Hadoop 2

Bug Fixes

  • HADTWO-1177: A cluster node could not transfer data to other nodes due to network issues. So, tasks could not read data from HDFS and failed. The solution to the issue is that data blocks will not be written on these nodes.
  • HADTWO-1217: Explicit restart of services that resulted in command/job failures has been removed to avoid such failures.
  • HADTWO-1250: Corrected the misleading error message when the container gets released on an unhealthy or unreachable node.
  • HADTWO-1286: The issue in which Fair Scheduler could sometimes schedule containers on nodes which are in graceful decommission or are about to be lost has been resolved.
  • HADTWO-1306: Fixed an issue in which some Hive queries were failing because of a bug in the Snappy compression.

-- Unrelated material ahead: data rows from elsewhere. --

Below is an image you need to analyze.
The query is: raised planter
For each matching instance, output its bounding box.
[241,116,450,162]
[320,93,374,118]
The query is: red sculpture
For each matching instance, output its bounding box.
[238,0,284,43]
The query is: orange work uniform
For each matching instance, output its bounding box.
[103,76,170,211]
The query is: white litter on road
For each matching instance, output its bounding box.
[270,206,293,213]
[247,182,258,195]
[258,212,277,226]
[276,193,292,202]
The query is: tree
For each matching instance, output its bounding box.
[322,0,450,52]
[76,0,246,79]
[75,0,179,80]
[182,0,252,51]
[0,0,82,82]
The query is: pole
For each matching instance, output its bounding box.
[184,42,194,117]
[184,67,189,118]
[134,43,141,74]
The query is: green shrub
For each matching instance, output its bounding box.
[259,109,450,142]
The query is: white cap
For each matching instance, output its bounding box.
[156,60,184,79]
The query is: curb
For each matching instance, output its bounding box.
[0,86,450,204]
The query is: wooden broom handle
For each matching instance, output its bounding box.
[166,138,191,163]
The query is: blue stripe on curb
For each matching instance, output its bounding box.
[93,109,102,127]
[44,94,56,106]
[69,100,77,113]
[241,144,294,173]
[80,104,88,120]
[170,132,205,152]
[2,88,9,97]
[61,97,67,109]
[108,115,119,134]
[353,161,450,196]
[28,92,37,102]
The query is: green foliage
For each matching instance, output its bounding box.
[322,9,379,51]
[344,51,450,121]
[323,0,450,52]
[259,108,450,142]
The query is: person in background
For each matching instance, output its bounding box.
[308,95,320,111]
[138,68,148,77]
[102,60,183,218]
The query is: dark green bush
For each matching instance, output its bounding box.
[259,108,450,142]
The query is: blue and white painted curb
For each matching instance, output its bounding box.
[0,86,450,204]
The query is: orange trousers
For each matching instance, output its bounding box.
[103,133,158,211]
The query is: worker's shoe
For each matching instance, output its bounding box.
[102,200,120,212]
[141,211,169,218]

Ported HADOOP-8151 from open source to fix the issue.
  • HADTWO-1307: The issue in which the Hadoop 2 jobs were failing with execution errors has been resolved. The issue occurred mainly because of the delay in the container launch on the Node Manager BetaImage4.
  • HADTWO-1357: DistCp when used with dynamic strategy does not update the chunkFilePath and other static variables any time other than for the first job. This is seen when DistCp::run() is used. A single copy succeeds but multiple jobs finish successfully without actually copying.
  • HADTWO-1455: To use the optimized list prefix call feature, set fs.s3a.list-prefix.version=2 as an Hadoop override.

Enhancements

  • HADTWO-1021: QDS now supports Multipart File Output Committer. Currently, it is only available for Hadoop jobs when the s3a file system is enabled.
  • HADTWO-1191: Currently, the ResourceManager (RM) marks a node as lost if it does not receive heartbeat for it in 10 minutes. For spot nodes, QDS knows the exact time of its loss. With this enhancement, RM expires such spot nodes immediately after they are gone instead of waiting for additional 10 minutes.
  • HADTWO-1225: Qubole has upgraded the AWS SDK for Java version used by the s3a file system from 1.11.160 to 1.11.241.
  • HADTWO-1235: Addition of a new EBS volume can sometimes be slow and fail to complete before the disk gets full, thus potentially causing write failures. The default thresholds for upscaling have been modified as follows to avoid this:
    • If the volume is 75% full (instead of 85% earlier), an additional EBS volume will be attached. Note that this will only apply to new clusters and existing clusters will continue to run with the value as currently configured.
    • If the volume is estimated to be full in 10 minutes (instead of 2 minutes earlier) an additional EBS volume will be attached. This will apply to existing clusters as well when they are restarted.